On September 26th we ended up in the ER, Makenzie's stomach has been getting a little enlarged through out the week, I thought maybe it was her C-diff that was causing the problem. She ended up getting admitted again, they thought at first it was her liver malfunctioning, but she ended up having ascites which is the accumulation of fluid in the peritoneal cavity, causing abdominal swelling.They ruled out her liver, kidney and lungs. They were worried that it was her heart being in rejection, so she ended up getting a cath done, they also did transesophageal echocardiogram, which will allow them to get a closer look at her tricuspid valve that is leaking. Come to find out they do think it is from hr valve that leaks, We ended up staying in patient at the hospital for 10 days this visit. Primary Children's Hospital does not clamp tricuspid Valves through the Cath Lab, So Dr Molina reached out to a Dr at IMC hospital to see if Kenzie was a good candidate for the procedure. Come to find out she was and they scheduled her for the procedure October 10th. We met with the Dr. Dr.
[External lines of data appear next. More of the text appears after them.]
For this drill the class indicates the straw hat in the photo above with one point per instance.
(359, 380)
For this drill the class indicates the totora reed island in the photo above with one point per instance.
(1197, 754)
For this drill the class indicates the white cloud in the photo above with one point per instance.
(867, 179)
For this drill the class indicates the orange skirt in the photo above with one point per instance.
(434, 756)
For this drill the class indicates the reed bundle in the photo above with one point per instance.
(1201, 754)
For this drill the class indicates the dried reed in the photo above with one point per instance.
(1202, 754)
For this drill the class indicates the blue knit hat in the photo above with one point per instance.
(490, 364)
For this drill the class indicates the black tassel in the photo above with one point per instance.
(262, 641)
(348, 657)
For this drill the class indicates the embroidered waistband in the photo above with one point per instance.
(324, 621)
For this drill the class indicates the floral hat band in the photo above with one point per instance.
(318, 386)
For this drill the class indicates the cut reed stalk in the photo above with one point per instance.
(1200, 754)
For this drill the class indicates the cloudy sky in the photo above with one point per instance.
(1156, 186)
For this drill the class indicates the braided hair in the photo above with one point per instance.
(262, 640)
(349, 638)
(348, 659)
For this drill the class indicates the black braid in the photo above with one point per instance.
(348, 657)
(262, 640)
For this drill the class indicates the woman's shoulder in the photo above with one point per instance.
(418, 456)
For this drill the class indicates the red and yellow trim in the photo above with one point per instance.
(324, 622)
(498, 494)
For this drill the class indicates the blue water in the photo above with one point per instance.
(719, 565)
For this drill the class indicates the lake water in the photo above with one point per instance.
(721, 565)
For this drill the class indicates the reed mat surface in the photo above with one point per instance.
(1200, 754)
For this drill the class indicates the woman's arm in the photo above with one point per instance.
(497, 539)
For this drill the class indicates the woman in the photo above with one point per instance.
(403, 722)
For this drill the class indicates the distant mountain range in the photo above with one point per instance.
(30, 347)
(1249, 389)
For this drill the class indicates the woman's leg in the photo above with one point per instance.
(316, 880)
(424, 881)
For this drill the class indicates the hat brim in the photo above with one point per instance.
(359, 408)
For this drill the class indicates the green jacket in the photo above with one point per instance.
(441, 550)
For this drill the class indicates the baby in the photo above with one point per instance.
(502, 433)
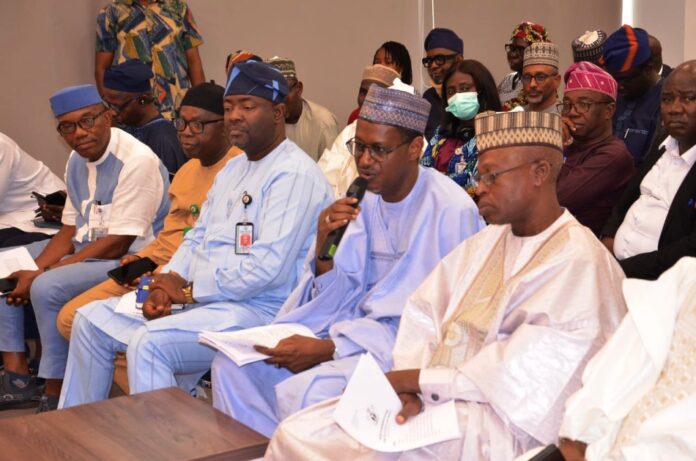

Whisenant the day before, to talk to him about the procedure, we found out that he has only done 2 cases like this and none of them were children, it was a little hard to hear that, but he felt pretty confident that he could do it, and if not he would stop the procedure. The good news that made me feel more comfortable with this was that Dr, Gray ( her Pediatric Cath Dr was going to be there with her) 
It has been a long morning, we got to IMC hospital at 6:45 am. They are definitely not a pediatric hospital, they gave her a ginormous gown when we go here lol, they eventually found a smaller one. They tried using an adult blood pressure cuff, that didn't work so well, and no child life specialist 😉. She was definitely not having it. 
The procedure started at 9 am, she was super nervous about it, I think I was more then she was, but she did great. The procedure took 3 hours. It was a long three hours. (This hospital has way more code blues and code strokes then primary's, it gave me a panic attack Every time it went over the intercom) This was there first ever pediatric tricuspid valve clamp they have ever done. So when those calls came over the intercom my heart stopped for a min. But They were able to get her tricuspid valve clamped successfully. Dr. Whisenant said she did amazing, better then what they were hoping for. The Drs and nurses were so great to accommodate her needs, before and after the procedure, they even gave her a balloon and some candy, after her procedure. We are not sure of how long she will have to stay or if she gets to go home today. If she has to be monitored they will most likely transfer her to Primary Children's hospital. We are Hoping this will help her body and heart feel so much better. She is so over hospital visits.